Siegfried Engelmann created this explicit and scripted form of instruction in the 1960's. Direct Instruction is evidenced based. Project Follow Through,the largest educational experiment ever conducted, evaluated nine major approaches to educating at-risk students. Only students taught with the Direct Instruction approach consistently outperformed control students on basic, cognitive, and effective measures.
Siegfried Engelmann and Dr.
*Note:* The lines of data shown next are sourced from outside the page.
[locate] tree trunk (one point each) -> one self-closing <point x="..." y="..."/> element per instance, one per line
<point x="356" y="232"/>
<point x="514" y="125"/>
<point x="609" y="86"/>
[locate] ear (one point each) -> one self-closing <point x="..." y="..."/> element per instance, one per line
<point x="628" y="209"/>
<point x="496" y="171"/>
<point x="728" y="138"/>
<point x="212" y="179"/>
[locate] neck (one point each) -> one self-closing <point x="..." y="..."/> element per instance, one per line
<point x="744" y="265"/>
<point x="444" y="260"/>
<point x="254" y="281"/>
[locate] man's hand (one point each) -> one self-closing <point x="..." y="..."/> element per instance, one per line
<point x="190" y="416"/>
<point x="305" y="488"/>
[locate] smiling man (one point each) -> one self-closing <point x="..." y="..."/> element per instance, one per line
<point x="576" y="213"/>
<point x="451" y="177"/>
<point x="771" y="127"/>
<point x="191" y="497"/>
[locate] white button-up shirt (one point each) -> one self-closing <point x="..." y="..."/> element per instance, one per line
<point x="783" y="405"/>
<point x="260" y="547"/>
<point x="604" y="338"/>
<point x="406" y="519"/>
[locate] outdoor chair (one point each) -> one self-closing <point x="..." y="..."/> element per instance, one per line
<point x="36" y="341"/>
Wesley Becker, creators of DI, believe that all children can be taught; all children can improve academically; all teachers can succeed if provided with adequate training and materials; low performers and disadvantaged learners must be taught at a faster rate than typically occurs if they are to catch up to their higher-performing peers; and all details of instruction must be controlled to minimize the chance of students' misinterpreting the information being taught and to maximize the reinforcing effect of instruction.
Step 1: Step 1: Opening
Step 2: Step 2: Introduction (I Do)
Step 3: Step 3: Guided Practice (We Do)
Step 4: Step 4: Part Firming (Little You Do)
Step 5: Step 5: Independent Work ( You Do)
Step 6: Step 6: Data Collection
After completing the lesson and looking at collected data, the teacher must decide whether or not the lesson needs to be taught again. The teacher will make this decision based on a predetermined rule, a data decision rule.